The See Me Save Me campaign was founded in 2009 by Kate Cairns following the death of her sister, Eilidh, at Notthing Hil Gate, London.
The Crash: At 8.56 a.m., on 5 February 2009, 30-year-old Eilidh Cairns, a fit and experienced cyclist, was struck from behind, dragged and crushed by a fully laden 32-tonne tipper lorry as she cycled to work. She died two hours later. The driver said he did not see her.
The Aftermath: Eilidh’s family and friends were devastated by the death of Eilidh. This was compounded by failings in the police investigation and flaws of the coronial process in the collision aftermath. Then came the realisation that similar such deaths were occurring on a regular basis. Their frustrations were further inflamed when 15 months after the death of Eilidh, Nora Gutmann, a holocaust survivor who had 'a zest for life', was run down on a pedestrian crossing by the same driver, in a similar vehicle.

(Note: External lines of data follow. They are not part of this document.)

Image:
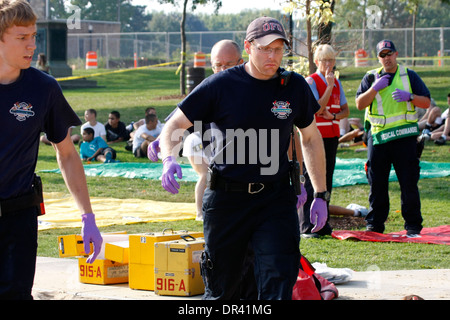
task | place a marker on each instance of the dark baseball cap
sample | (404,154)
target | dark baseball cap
(265,30)
(385,45)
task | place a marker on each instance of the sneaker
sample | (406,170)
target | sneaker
(440,142)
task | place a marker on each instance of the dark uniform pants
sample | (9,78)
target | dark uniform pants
(18,250)
(402,154)
(268,222)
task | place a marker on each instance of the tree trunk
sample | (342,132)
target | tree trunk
(183,51)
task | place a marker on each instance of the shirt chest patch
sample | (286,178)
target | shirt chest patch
(22,111)
(281,109)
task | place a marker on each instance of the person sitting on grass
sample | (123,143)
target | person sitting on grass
(144,135)
(95,149)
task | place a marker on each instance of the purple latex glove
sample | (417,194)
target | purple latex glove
(152,150)
(301,198)
(170,167)
(90,233)
(401,95)
(381,83)
(319,214)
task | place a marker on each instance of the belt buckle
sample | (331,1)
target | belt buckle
(250,187)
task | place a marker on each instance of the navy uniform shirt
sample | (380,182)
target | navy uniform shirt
(417,85)
(29,106)
(254,118)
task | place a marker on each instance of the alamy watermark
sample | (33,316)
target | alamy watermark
(238,146)
(74,20)
(373,17)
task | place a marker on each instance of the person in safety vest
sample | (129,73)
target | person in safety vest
(390,95)
(328,91)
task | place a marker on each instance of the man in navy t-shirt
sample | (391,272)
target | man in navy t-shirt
(249,199)
(31,102)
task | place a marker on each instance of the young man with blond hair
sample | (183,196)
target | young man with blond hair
(31,102)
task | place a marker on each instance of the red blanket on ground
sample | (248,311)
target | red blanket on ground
(436,235)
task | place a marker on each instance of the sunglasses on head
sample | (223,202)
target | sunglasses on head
(389,53)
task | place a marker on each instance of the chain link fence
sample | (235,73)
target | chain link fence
(125,50)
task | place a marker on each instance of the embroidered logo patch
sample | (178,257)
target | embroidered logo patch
(22,111)
(281,109)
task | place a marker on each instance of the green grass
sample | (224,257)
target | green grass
(131,92)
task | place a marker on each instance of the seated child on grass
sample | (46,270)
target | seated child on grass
(95,148)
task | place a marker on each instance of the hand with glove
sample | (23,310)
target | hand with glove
(319,214)
(401,95)
(153,150)
(170,167)
(301,198)
(381,83)
(90,233)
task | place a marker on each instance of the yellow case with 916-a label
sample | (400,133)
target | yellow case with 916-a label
(177,267)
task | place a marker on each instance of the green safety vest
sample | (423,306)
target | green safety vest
(388,119)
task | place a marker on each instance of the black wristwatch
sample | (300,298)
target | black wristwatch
(323,195)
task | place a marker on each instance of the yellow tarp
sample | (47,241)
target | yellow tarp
(62,212)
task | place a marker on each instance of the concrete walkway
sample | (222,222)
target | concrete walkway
(57,279)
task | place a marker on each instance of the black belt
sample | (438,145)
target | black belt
(11,206)
(250,187)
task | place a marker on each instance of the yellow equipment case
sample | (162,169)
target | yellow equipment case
(102,271)
(177,267)
(142,256)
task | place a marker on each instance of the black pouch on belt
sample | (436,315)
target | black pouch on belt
(34,198)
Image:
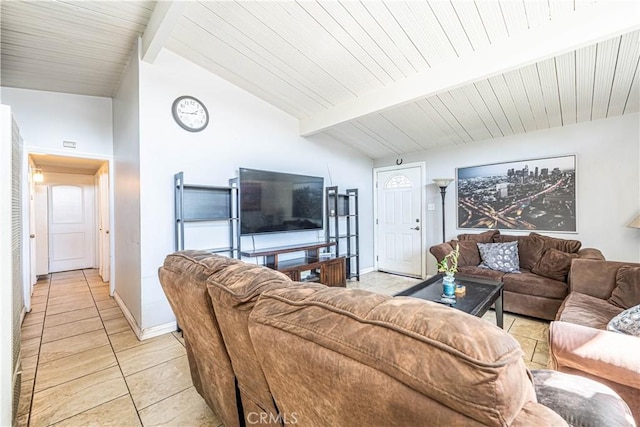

The Failings: It became apparent that there were countless victims of such crashes; the dead, the injured, the bereaved, the drivers, and all their families, friends and colleagues. All failed by a construction industry complacent to blind areas in vehicles; failed by policy and legislation inadequate to prevent collisions; and failed by a justice system turning blind eye to road death.